Re: Data loss on logical replication, 12.12 to 14.5, ALTER SUBSCRIPTION - Mailing list pgsql-hackers

From Michail Nikolaev
Subject Re: Data loss on logical replication, 12.12 to 14.5, ALTER SUBSCRIPTION
Date
Msg-id CANtu0ohT4+4WC6JKxk2Udr-OkroDsf+8_=XgfS7Fjm6GDcNNUw@mail.gmail.com
Whole thread Raw
In response to Re: Data loss on logical replication, 12.12 to 14.5, ALTER SUBSCRIPTION  (Amit Kapila <amit.kapila16@gmail.com>)
Responses Re: Data loss on logical replication, 12.12 to 14.5, ALTER SUBSCRIPTION  (Amit Kapila <amit.kapila16@gmail.com>)
List pgsql-hackers
Hello, Amit!

> IUC, this is the time when only table B's initial sync was
> in-progress. Table A's initial sync was finished by that time and for
> Table C, it is yet not started.
Yes, it is correct. C was started too, but unsuccessfully (restarted
after, see below).

> During the time of
> the initial sync of B, are there any other operations on that table
> apart from the missing ones?
Yes, a lot of them.

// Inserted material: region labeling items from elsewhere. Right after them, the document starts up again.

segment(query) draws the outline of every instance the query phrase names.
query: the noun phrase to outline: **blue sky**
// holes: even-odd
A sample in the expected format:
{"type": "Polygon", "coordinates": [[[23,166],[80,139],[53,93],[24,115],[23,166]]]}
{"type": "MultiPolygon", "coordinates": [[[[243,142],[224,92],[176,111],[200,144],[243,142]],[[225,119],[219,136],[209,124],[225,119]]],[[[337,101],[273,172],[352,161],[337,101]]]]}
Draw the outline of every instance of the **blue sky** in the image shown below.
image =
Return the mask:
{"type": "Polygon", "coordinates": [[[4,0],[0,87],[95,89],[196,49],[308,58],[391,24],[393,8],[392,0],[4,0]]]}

Tuples created all the time without any pauses,
only ~10s interval is gone.

> You may want to see the LOGs of
> subscribers during the initial sync time for any errors or other
> messages.

Looks like I have found something interesting. Below, sorted by time
with some comments.

Restart of the logical apply worker day before issue.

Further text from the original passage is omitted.